La corte di Cassazione, con sentenza n. 14411 del 30 giugno 2011, ha voluto chiarire un importante principio: la firma apposta dal lavoratore sui loro prospetti paga non sottrae la responsabilità del datore di lavoro sugli importi riportati. È inutile invocare la firma in calce sui loro prospetti paga perché non è possibile invocare la l’accettazione per ricevuta e impedire ai lavoratori di agire giudizialmente per il conseguimento delle differenze retributive pretese per il maggior lavoro svolto; in effetti, secondo le osservazioni della corte di Cassazione sottoscrizione non ha valore confessorio e non può impedire alla lavoratrice di azionare le proprie pretese retributive.
La busta paga è un documento importante che permette al lavoratore di dimostrare le proprie prestazioni di lavoro ed è regolato dall’articolo 1 della legge 5 gennaio 1953 n. 4. Infatti, la legge impone ad un datore di lavoro l’obbligo, di consegnare ai lavoratori dipendenti, all’atto della corresponsione della retribuzione, un prospetto contenente l’indicazione di tutti gli elementi che la costituiscono in modo dettagliato e preciso nel rispetto della chiarezza e della trasparenza.

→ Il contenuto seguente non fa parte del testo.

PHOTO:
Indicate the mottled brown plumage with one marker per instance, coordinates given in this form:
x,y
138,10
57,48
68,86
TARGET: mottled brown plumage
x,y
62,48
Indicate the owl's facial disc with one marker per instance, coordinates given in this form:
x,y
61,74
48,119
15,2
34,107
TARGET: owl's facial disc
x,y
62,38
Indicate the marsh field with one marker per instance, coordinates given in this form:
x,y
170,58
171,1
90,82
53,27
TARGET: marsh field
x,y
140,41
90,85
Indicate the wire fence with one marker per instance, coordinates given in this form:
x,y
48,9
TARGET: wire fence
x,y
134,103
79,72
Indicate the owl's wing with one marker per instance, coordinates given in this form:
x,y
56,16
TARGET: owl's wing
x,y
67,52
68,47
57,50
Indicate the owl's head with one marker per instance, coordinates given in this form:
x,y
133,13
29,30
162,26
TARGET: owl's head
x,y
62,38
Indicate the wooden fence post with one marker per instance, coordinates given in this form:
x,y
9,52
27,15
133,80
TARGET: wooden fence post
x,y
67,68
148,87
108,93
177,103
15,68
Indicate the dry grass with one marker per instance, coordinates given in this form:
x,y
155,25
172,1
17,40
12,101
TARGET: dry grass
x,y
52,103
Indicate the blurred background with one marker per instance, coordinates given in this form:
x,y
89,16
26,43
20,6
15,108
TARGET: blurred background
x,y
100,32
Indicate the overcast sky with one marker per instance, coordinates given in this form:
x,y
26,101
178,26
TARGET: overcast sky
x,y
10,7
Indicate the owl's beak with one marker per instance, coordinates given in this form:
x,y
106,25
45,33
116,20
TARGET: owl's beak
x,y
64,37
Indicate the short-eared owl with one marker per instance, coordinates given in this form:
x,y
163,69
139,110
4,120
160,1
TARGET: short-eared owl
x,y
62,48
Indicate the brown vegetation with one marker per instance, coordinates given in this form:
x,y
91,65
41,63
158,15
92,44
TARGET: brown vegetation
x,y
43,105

La corte di Cassazione ha emanato diverse sentenze in fatto di busta paga; in effetti, per via di precedenti decisioni, la Suprema Corte ha sempre ribadito che la busta paga, anche se firmata, non è sufficiente di per sé a dimostrare l’assoluta veridicità, Cassazione sezione civile n. 9588 del 14 luglio 2001, di quanto in essa riportato sia con riferimento alla rispondenza della retribuzione indicata a quanto effettivamente percepito sia con riferimento al numero di giorni lavorati, fino ad arrivare all’inquadramento e ad altri istituti in essa contenuti poiché non esiste una presunzione assoluta di corrispondenza della retribuzione percepita dal lavoratore rispetto a quella risultante dai prospetti di paga e pertanto è sempre possibile accertare l’insussistenza del carattere di quietanza anche delle sottoscrizioni eventualmente apposte dal lavoratore.
Non solo, anche con la presenza della scritta per ricevuta rende inefficace la pretesa del datore di lavoro perché, in base al dettato degli articoli 1362 del codice civile, occorre sempre verificare la reale intenzione delle parti.